Otro día se levantaba sin grandes pretensiones ni sorpresas, ella dio un par de vueltas sobre su abismo y se recostó sobre el lado de él en la cama, husmeó sus aromas, se derritió en el precario calor que dejaban las sábanas. Imaginó su beso errante atracando al fin en su originario destino, recordó esas primeras noches navegantes en que los besos no eran esquivos y las pieles brotaban en salinos caudales. Asombrada de sus poros percibió la humedad que emanaba de la selva esteparia de su cuerpo, fluyendo y socavando los territorios en sequía, latía fuego en el torrente de su sangre, embistiendo los volcanes que se hallaban silenciosos, haciéndoles empinarse voluptuosos, ardientes, sofocantes, estallando en lavas intensas que derramaron sigilosamente soberanía por su carne.

Inusitadamente coqueta miró al vacío, se le resbaló una mirada hacia el fondo del abismo, se sorprendió empuñando sus sueños infinitos y tuvo miedo de sus paredes, de su universo y del frío.

Esa tarde lo espero distinta, llevaba el cabello vestido de mujer, aguardó paciente el cotidiano beso lanzado al aire pero esta vez no lo recogió de la alfombra sino que se embarcó decidida hasta su boca, y su lengua lazarilla, hizo todo lo demás.
Lamió su pecho como loba a su presa, bajó intrépida hasta la raíz de sus sudores, abrió su blusa ceñida y desafiante, le obsequió en la boca sus enhiestos volcanes, lo acogió entre sus muslos, antes firmes, hoy deseantes, bebió gota a gota la ola palpitante que en su vientre se hizo océano, algas y corales.


“Te amo”, dijo una voz de hombre, una voz olvidada, tímida y asedada.
“Te amo” dijo el hombre que se armaba día a día sin mirarla, con una argolla en el dedo y las sienes plateadas.
“Te amo”, le dijo el recién cautivo, con la vista emborrachada entre su cuerpo de hembra intacta.

miércoles, 8 de septiembre de 2010

VII

¡Ámame! le rogaba Ella con un grito en la mirada y en la voz, un rubor avergonzado.

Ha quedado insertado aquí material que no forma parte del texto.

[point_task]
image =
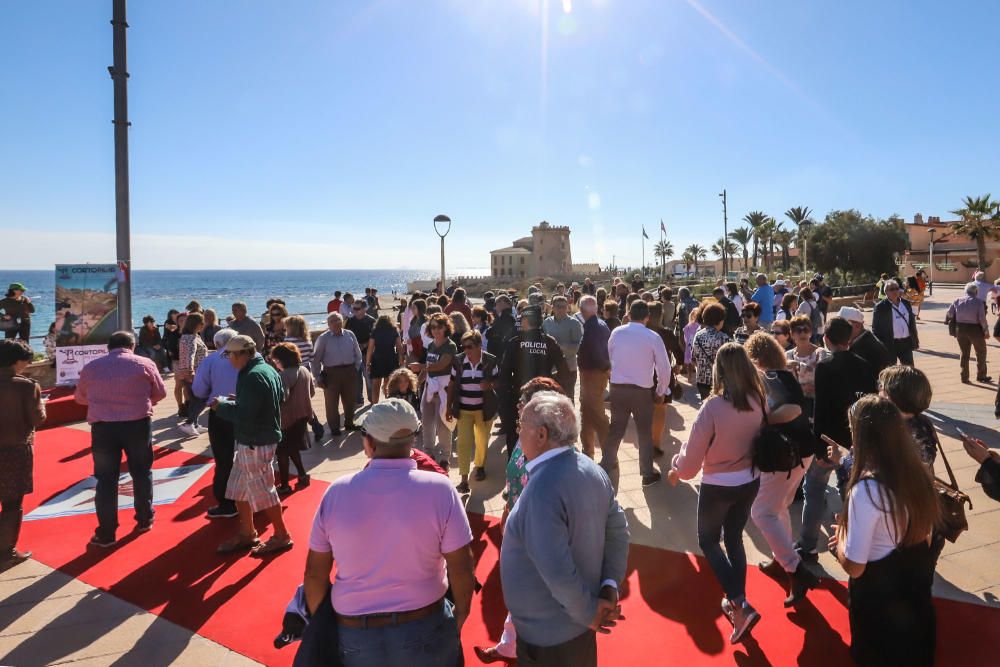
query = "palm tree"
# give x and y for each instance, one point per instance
(755, 219)
(742, 236)
(697, 253)
(800, 217)
(664, 250)
(784, 238)
(979, 222)
(765, 233)
(723, 248)
(688, 260)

Cada tarde se acercaba a sus ojos, esos ojos teñidos de selva esteparia.
Los besaba con labios brutalmente vivos, y se apartaba de ellos con la boca teñida de delirios. Cada noche le hablaba de sus tormentos, los que iba relatando con inusitada calma, se sentaba a sus pies con derrotado encanto cubriéndose la inercia con una manta. Le hablaba de los días que traicionan, de las horas que resbalan, le contaba de paisajes no encontrados y de todo aquello que iba perdiendo casi sin darse cuenta.

Al despertar, le saludaba con los sueños enredados, no esperaba la respuesta y se marchaba serena, durante el día le pensaba con silencio enamorado y esperaba las 6 con un latido entre las piernas.

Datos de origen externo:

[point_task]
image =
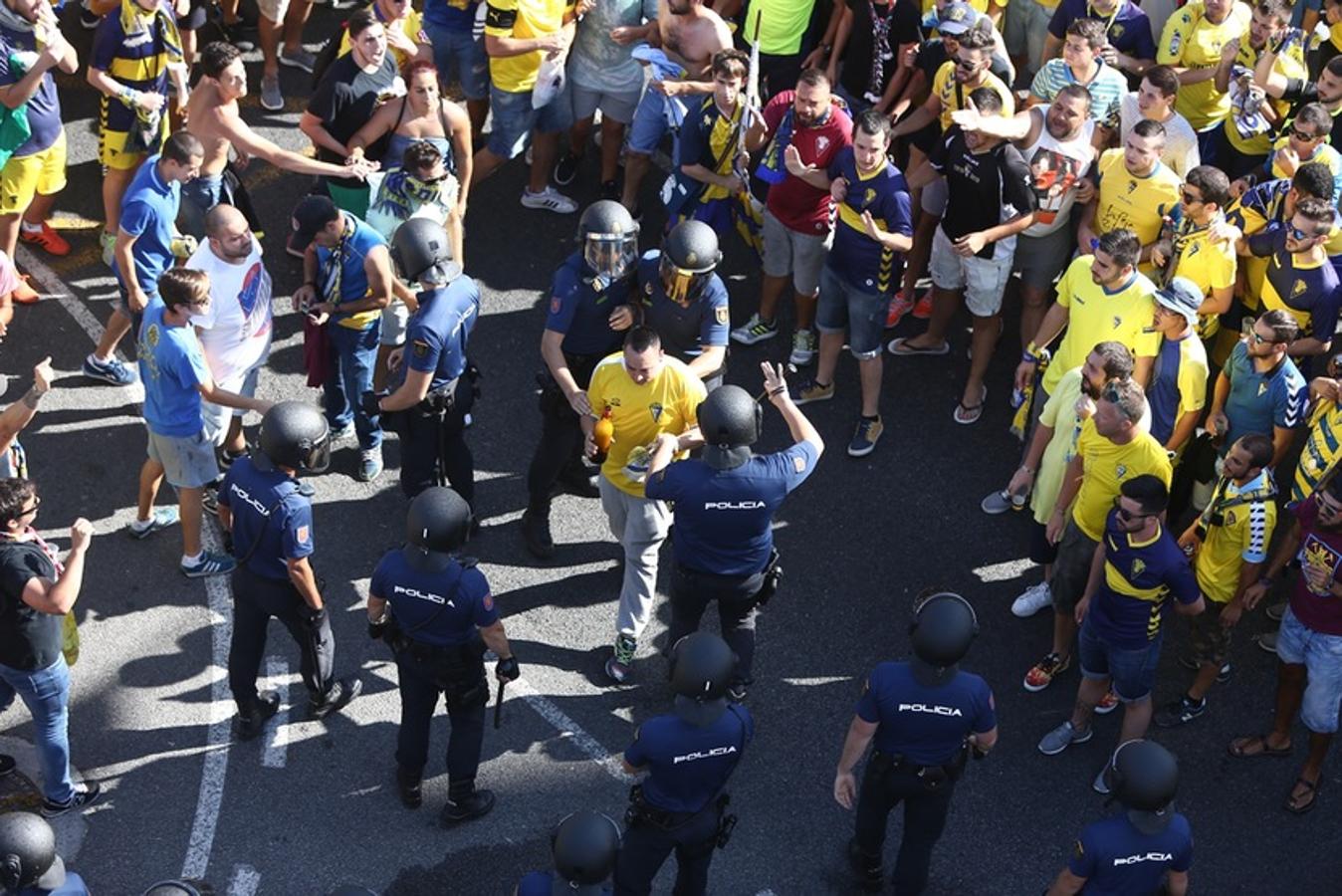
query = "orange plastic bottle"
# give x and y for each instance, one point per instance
(602, 433)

Ese atardecer llegó a casa llorando, maldiciendo las calles con su gente tatuada, odiaba el otoño y el suicidio de las hojas hacia el viento. Lloraba sin consuelo, aunque lo buscaba.
Se abalanzó a sus brazos, se tendió en su pecho, mientras litros de sus lágrimas le iban cubriendo.

¡Ámame! le rogaba con un suspiro empapado, mientras la tristeza se le licuaba tras los párpados.

Una saliva amarga le hizo abrir los ojos y tembló de horror al ver un lago de colores exudando del rostro de su hombre. Estiró sus manos para alcanzar las pupilas verdes y palpó el lienzo húmedo e inerte.
Tocó los labios que derretían besos hasta el suelo, trazó con gélido espanto el perfil y las facciones que transfiguraban perversamente los gestos de aquel (su) hombre.
Vio escurrir entre sus dedos, su engendro de grafito y tinta, y vio desdibujarse entre sus manos su propia vida

¡Mátame!, le rogó con un ahogo desahuciado, mientras veía diluirse lentamente, aterrada y atenta, un amor diseñado con la pasión inventada tras todas sus ausencias.

¡Mátame! Le rogó, odiando sus lágrimas verdugas, ¡mátame ahora con las tuyas!.

Bebió gota a gota el óleo maloliente, y se tendió a sus pies, a pintar la muerte.